A very strong wire or fiber rope.



(ARS - 19: dp. 1,441; l. 213'6"; b. 39'; dr. 14'8"; s. 15 k.; cpl. 120; a. 2 40 mm.; cl. Diver)


Cable (ARS-19) was launched 1 April 1943 by Basalt Rock Co., Napa, Calif.; sponsored by Mrs. B. Elliott; and commissioned 6 March 1944, Lieutenant Commander H. Pond, USNR, in command.

Cable began her salvage and rescue work while still in shakedown training, when she took in tow for San Diego the water barge AW-86, which had suffered a breakdown off Cape San Lucas, Mexico. Cable cleared San Pedro, Calif., 30 April 1944, towing small craft to Kwajalein on her way to Milne Bay, New Guinea. Here she offered salvage and rescue services until sailing 10 August for Manus and Cairns, Australia, where she loaded firefighting and salvage teams. Continuing the lengthy process of invasion preparation, she sailed to Milne Bay to load firefighting equipment, and on 18 October put out from Hollandia, New Guinea, in a convoy of supp [sic; supply] ships for the initial landings on Leyte.

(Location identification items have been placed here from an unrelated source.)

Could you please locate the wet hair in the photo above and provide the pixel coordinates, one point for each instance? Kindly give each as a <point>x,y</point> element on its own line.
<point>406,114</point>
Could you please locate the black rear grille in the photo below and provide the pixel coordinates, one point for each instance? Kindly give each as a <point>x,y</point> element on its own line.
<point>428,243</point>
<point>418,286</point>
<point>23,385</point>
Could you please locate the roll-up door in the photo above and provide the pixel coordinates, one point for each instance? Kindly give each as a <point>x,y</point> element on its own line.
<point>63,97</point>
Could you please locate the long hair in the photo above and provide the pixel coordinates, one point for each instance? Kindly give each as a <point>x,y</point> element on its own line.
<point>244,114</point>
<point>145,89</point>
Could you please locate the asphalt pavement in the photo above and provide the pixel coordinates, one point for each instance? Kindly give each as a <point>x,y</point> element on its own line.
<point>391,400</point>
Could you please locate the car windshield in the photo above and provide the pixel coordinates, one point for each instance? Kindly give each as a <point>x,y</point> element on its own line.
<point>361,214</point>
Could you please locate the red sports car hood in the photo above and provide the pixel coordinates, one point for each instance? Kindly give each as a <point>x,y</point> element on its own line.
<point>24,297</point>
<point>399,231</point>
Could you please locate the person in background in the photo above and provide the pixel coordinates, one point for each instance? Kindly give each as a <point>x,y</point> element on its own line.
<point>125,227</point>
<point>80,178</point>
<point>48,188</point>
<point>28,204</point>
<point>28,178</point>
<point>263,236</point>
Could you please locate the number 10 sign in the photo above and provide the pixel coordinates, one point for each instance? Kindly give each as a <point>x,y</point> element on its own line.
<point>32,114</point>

Many ships were damaged in the furious naval and air actions which accompanied the Leyte, and later the Lingayen, operations. Cable’s essential services aided many; she made Albert W. Grant (DD-649) seaworthy again in only two days after the destroyer had flooded from the 19 shell hits received in the Battle of Surigao Strait. Such duty in San Pedro Bay and Lingayen Gulf was followed by assignment to harbor clearance at Manila through the spring of 1945. Cable's devoted and skillful service in the Philippines was recognized with the award of the Navy Unit Commendation.

Cable stood out of Manila Bay 30 May 1945 where her repair facilities helped ready ships for the Borneo invasion. She steamed to Balikpapan for frontline support in July, and in August returned to the Philippines for continued service through 6 March 1946. Homeward bound, she towed APL-18 from Pearl Harbor to San Diego, where she arrived 28 July 1946 for local operations until 28 January 1947. Proceeding to the east coast, Cable carried out salvage, rescue, and towing assignments in New England waters until 15 September 1947, when she was decommissioned at Boston. She was loaned, commercially the same day.

In addition to the Navy Unit Commendation, Cable received three battle stars for World War II service.